My philosophy is to add value to each person and place I encounter. I seem to fail as much as succeed, but the striving leads to a better day. I’ve been thinking about what adds value to community.
Incrementally, Wallowa County residents are facing decisions on self-sustainability. The county removed funding for the Wallowa county Museum in Joseph. Museum Board members will soon publish “Wallowa County History –– A Continuation,” sales of which will support operation of the museum. What is the value of the Museum? The collection of memorabilia and stories retains our community’s identity, a vital component of the culture we love.
The county has reduced funds to imprison criminals. Violators are processed through the court in a quasi “catch and release” system. Criminals such as drug dealers and “tweakers” (meth addicts) are free to ride bicycles along the streets through all hours of the night. So now we lock our doors.

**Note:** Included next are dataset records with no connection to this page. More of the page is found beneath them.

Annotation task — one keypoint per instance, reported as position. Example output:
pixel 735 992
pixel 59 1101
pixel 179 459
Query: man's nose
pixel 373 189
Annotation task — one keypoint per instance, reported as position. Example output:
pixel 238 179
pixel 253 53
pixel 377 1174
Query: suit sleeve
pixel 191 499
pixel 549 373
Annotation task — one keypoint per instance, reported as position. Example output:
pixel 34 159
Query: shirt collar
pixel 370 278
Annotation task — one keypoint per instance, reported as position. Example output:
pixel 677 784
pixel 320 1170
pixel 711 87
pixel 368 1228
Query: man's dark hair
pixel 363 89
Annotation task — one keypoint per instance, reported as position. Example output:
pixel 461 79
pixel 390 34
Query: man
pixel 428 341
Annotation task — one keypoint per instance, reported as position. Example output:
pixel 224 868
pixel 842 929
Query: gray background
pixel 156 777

What is the value of public safety? How important is trusting that our personal safety, as well as our belongings, are protected? Do we form secret vigilante groups and designate a “hanging judge?” I have no answers.
Funding for the Wallowa County Library has been removed, which brings us to an upcoming vote to establish a district. The convenience of Kindle and downloadable books can appear to make libraries obsolete. What is the value of libraries these days? I can vouch personally on that.
Growing up with alcoholic parents, I was silenced as a little girl, not allowed to believe the horrors I witnessed, not allowed to admit the screaming and crying I heard, not allowed to speak of my fears. The library was my safe place.
As I pulled open the heavy oak door, the smell of old books welcomed me. The white haired librarian with horn-rimmed glasses became a mother-figure, nurturing me with books.
“I think you’ll like this one,” she smiled one day, handing me a biography of Helen Keller. I identified with the girl, imprisoned without the ability to communicate who she was. When her teacher finally connected with Helen through sign language, I cried with tears of understanding and hope.
My husband Richard convinced me that I was a good writer. And the responses of you, my readers –– cards, emails, comments of appreciation you’ve made when I’ve met you on the street –– have added value to my writing.
I had a bad fall on March 5 and am currently silenced by a serious traumatic brain injury. Doc says no reading, no writing, no computer screen for several months, maybe a year. (A friend is typing this for me.)
Again, I turn to the library. I contacted Susan at the Wallowa County Library and now listen to audiobooks connecting me to words, connecting me to stories, connecting me to writers.
Readers need writers. It’s a relationship that goes beyond the binding of a book, the ink on the page. It’s an exchange of ideas, an agreement or disagreement on the plausible or unbelievable. The words of writers give readers ideas and phrases needed to express themselves.
And writers need readers. In the telling and the listening, we give each other voice. You have given me all that and more by following this column. I began this column to share the fun, foibles and a few tears in my attempt to learn this place.
Last week, a friend introduced me to someone, “This is Katherine Stickroth. She’s a real Wallowa gal!” My heart smiled.
That I may focus on my recovery, this is the closing of the Wallowa Gal column. I’ll still be around. God bless each one of you for honoring me with your readership.
I ask you to support the library district with your vote. I’m confident the ballot issue will be approved because that’s what we do –– the right thing for each other in our Wallowa County.